Suspected supporters of an al-Qaeda leader are threatening to behead three Turks taken hostage in Iraq, according to a report on al-Jazeera TV.
The gunmen set an ultimatum in the videoed message
Video footage aired by the Qatar-based station showed the three men surrounded by masked militants claiming to be linked to Abu Musab al-Zarqawi.
In an accompanying message they said Turkish firms must withdraw from Iraq within 72 hours or the men will die.
They also urged Turks to protest during the Nato summit in Istanbul.
The militants said Turkish citizens should stage demonstrations against the presence of US President George W Bush, who is already in Turkey in preparation for the meeting.
Top of the agenda for Mr Bush will be seeking the Nato alliance's help to stabilise Iraq.
A Turkish consular official in Baghdad, speaking on condition of anonymity, told the Associated Press that the three hostages had disappeared two days ago, but declined to give any further information.
Observers say the abductions are likely to fuel the already high anti-war sentiment in Turkey. The Nato member was opposed to the war and its troops are not part of the US-led occupation force in Iraq
However, many Turkish contractors work as drivers and support staff for US forces there.
In Seoul there have been vigils for a murdered South Korean hostage
Al-Jazeera said the statement it received with the tape said the hostages
would be killed unless "Turkish forces and companies that support the occupation forces in Iraq" left by the deadline.
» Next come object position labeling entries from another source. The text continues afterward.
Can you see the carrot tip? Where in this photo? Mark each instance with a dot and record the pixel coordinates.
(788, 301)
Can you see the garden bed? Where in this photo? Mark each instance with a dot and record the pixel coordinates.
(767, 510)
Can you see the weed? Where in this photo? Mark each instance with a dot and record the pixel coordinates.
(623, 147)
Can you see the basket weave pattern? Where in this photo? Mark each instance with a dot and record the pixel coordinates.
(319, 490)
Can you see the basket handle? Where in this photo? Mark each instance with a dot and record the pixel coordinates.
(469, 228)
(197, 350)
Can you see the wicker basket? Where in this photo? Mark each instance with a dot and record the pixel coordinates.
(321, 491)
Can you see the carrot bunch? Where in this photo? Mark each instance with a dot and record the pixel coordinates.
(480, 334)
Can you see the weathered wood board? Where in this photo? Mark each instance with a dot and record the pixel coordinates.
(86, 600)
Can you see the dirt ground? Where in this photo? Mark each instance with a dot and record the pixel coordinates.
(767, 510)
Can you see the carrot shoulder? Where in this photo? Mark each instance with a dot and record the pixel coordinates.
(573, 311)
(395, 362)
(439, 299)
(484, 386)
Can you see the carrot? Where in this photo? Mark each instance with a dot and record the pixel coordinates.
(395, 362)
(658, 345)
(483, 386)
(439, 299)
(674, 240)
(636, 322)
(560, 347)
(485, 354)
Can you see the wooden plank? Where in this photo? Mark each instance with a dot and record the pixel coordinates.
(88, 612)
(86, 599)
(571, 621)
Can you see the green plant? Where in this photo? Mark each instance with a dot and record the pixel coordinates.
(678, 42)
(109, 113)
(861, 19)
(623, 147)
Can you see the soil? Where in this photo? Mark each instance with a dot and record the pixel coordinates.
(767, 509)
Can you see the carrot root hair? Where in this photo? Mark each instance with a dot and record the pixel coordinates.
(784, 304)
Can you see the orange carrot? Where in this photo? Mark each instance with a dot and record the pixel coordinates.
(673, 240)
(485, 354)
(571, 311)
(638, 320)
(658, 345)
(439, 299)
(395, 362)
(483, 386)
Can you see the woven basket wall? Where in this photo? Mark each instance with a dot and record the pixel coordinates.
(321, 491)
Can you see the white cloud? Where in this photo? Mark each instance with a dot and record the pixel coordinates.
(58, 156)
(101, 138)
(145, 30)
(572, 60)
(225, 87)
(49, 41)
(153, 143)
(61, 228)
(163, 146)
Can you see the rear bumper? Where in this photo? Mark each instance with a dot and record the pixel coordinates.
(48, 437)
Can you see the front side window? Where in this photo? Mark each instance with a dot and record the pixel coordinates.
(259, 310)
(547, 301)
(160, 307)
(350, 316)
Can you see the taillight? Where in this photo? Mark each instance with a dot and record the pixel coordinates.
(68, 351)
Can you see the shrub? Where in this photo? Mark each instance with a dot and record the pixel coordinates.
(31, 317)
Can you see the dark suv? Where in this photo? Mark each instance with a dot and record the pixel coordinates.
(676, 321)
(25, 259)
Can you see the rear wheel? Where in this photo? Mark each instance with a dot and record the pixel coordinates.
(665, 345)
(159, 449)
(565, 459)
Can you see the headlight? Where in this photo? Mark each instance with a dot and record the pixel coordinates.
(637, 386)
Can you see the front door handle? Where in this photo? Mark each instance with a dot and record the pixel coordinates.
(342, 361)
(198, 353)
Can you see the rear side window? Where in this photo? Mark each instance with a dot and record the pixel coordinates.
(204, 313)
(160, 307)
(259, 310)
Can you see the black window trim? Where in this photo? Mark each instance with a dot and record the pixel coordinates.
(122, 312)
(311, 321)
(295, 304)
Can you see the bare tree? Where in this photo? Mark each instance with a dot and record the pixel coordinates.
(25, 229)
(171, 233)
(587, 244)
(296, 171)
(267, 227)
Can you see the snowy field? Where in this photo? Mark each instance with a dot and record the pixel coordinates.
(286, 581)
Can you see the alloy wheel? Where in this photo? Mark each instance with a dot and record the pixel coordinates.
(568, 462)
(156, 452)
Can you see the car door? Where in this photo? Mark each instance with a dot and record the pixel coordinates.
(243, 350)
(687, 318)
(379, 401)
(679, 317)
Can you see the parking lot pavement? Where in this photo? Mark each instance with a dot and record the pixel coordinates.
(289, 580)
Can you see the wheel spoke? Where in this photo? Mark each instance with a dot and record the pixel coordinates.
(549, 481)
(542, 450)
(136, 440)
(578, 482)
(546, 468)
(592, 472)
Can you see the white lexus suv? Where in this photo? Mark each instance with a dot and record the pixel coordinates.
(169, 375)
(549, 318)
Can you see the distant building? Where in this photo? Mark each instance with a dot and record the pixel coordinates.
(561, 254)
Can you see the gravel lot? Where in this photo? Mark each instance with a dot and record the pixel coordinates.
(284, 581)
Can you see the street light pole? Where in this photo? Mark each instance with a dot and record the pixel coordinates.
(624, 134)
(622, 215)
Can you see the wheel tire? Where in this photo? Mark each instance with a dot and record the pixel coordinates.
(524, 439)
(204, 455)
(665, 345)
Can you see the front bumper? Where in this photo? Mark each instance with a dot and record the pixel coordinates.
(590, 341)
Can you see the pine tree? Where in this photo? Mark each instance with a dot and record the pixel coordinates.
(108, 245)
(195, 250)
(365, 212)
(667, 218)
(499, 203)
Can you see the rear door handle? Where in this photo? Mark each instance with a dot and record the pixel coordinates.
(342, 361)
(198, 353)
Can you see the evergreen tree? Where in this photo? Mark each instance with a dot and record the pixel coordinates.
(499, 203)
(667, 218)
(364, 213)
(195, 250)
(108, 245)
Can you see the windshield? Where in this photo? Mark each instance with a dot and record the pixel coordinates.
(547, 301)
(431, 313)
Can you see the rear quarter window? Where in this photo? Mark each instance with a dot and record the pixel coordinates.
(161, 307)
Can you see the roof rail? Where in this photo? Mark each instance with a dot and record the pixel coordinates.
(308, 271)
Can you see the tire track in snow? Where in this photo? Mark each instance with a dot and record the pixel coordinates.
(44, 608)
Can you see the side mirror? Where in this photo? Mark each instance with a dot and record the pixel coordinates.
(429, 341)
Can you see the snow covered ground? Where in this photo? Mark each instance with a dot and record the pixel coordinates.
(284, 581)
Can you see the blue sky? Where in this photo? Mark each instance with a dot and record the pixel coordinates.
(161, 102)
In the video shown by the Qatar-based TV station the three Turks were kneeling in front of two black-clad gunmen, holding up their Turkish passports.
On the wall behind the group was a black banner bearing the words "Tawhid and Jihad", the name of Zarqawi's organisation.
Zarqawi's movement has already claimed responsibility for the beheading of two other hostages captured in Iraq - US man Nick Berg and South Korean hostage Kim Sun-il.
Both killings were filmed and the footage posted on Islamist websites.
The body of the murdered South Korean arrived in his hometown of Busan on Saturday.
About 6,000 people took part in a candlelight vigil in the South Korean capital, Seoul, in memory of the 33-year-old translator whose execution earlier this week shocked the nation and the world.
Mr Kim was working for a security company supplying the US military when he was abducted.
South Korea rejected demands from the kidnappers that it cancel plans to deploy 3,000 troops to northern Iraq.
Mr Kim's body was found on the road between Baghdad and Falluja on 22 June.
The hostage's family accused the government of betrayal for failing to secure his release.